La Suprema Corte de Justicia de la Nación declaró válido el marco legal que permite fijar precios máximos en el gas licuado de petróleo, al considerar que es compatible con el derecho humano a la libre concurrencia.
La Suprema Corte de Justicia de la Nación (SCJN) declaró válido el dictamen de la entonces COFECE sobre precios máximos en hidrocarburos y concluyó que el marco legal que regula ese procedimiento es compatible con el derecho humano a la libre concurrencia, una definición que mantiene en pie la vía jurídica para que la autoridad determine medidas en mercados sin competencia efectiva.
Dicha resolución derivó del Amparo en Revisión 348/2025, resuelto por el Pleno este 9 de julio. El caso surgió después de que dos empresas impugnaron, entre otros actos, un dictamen del Pleno de la entonces Comisión Federal de Competencia Económica que estableció que no existían condiciones de competencia en 213 mercados relevantes de distribución de gas licuado de petróleo (gas LP) a usuarios finales.
De acuerdo con el comunicado de la SCJN, el tribunal avaló el artículo 96 de la Ley Federal de Competencia Económica, así como el artículo 82 de la Ley de Hidrocarburos y el artículo 77 del Reglamento de las actividades a que se refiere el Título Tercero de esa ley. El Pleno sostuvo que esas disposiciones solo regulan facultades previstas desde la Constitución en materia de establecimiento de precios máximos.
Las empresas promovieron un juicio de amparo al sostener que había una omisión legislativa. Su argumento fue que el procedimiento de investigación previsto en la ley no incluía una remisión al procedimiento de declaratoria de ausencia de condiciones de competencia efectiva, mecanismo que permite fijar precios máximos.
Sin embargo, la autoridad jurisdiccional negó el amparo en una primera etapa. Determinó que la Constitución Política de los Estados Unidos Mexicanos no contiene un mandato que obligue a las autoridades a legislar o regular los procedimientos de verificación o constatación de competencia efectiva bajo una forma específica.
Esa negativa fue impugnada mediante un recurso de revisión que llegó al Máximo Tribunal. Al resolverlo, la Corte expuso que no puede sostenerse la existencia de una omisión legislativa en este caso.
El Pleno explicó que el artículo 28 constitucional faculta a las personas legisladoras para regular, mediante leyes ordinarias, diversas atribuciones de la Comisión Nacional Antimonopolio. Entre ellas está la determinación de precios máximos de bienes y servicios necesarios para la economía nacional.

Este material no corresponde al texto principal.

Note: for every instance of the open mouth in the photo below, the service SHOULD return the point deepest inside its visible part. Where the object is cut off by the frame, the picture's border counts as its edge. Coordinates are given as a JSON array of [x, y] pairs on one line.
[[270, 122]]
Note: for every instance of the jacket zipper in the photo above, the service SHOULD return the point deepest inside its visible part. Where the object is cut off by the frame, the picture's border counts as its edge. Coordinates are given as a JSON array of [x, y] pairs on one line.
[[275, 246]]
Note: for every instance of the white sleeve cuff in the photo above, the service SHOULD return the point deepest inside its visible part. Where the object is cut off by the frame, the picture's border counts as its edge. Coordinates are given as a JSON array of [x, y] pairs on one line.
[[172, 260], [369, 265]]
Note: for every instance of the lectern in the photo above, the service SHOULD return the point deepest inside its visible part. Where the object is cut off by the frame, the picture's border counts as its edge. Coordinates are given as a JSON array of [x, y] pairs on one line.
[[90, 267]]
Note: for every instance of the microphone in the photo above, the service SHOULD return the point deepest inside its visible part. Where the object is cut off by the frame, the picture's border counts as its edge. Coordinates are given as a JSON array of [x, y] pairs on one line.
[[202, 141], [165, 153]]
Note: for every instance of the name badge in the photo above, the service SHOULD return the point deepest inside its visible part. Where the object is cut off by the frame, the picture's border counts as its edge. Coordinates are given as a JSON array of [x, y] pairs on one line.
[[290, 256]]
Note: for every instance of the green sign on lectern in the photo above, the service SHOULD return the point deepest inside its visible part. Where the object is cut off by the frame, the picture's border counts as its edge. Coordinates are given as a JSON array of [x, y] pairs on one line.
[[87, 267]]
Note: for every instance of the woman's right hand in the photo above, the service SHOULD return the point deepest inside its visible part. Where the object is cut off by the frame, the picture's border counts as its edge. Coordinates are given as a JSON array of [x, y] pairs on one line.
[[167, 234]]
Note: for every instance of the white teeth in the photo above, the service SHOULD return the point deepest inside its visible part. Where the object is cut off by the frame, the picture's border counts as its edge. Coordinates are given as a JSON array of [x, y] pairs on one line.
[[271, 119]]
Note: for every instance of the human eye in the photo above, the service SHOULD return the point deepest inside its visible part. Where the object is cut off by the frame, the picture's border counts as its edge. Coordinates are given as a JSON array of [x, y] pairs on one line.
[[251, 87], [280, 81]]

La misma disposición también permite regular facultades para eliminar barreras a la competencia y la libre concurrencia. Incluye además el acceso a insumos esenciales y la desincorporación de activos, derechos, partes sociales o acciones de agentes económicos en la proporción necesaria para suprimir efectos anticompetitivos.
Según el comunicado, ese marco también contempla la posibilidad de emitir una resolución u opinión sobre condiciones de mercado para que el sector establezca medidas. Bajo esa interpretación, la Corte concluyó que las normas impugnadas sí tienen sustento constitucional. La decisión se tomó en sesión de Pleno de la SCJN este 9 de julio, dentro del Amparo en Revisión 348/2025.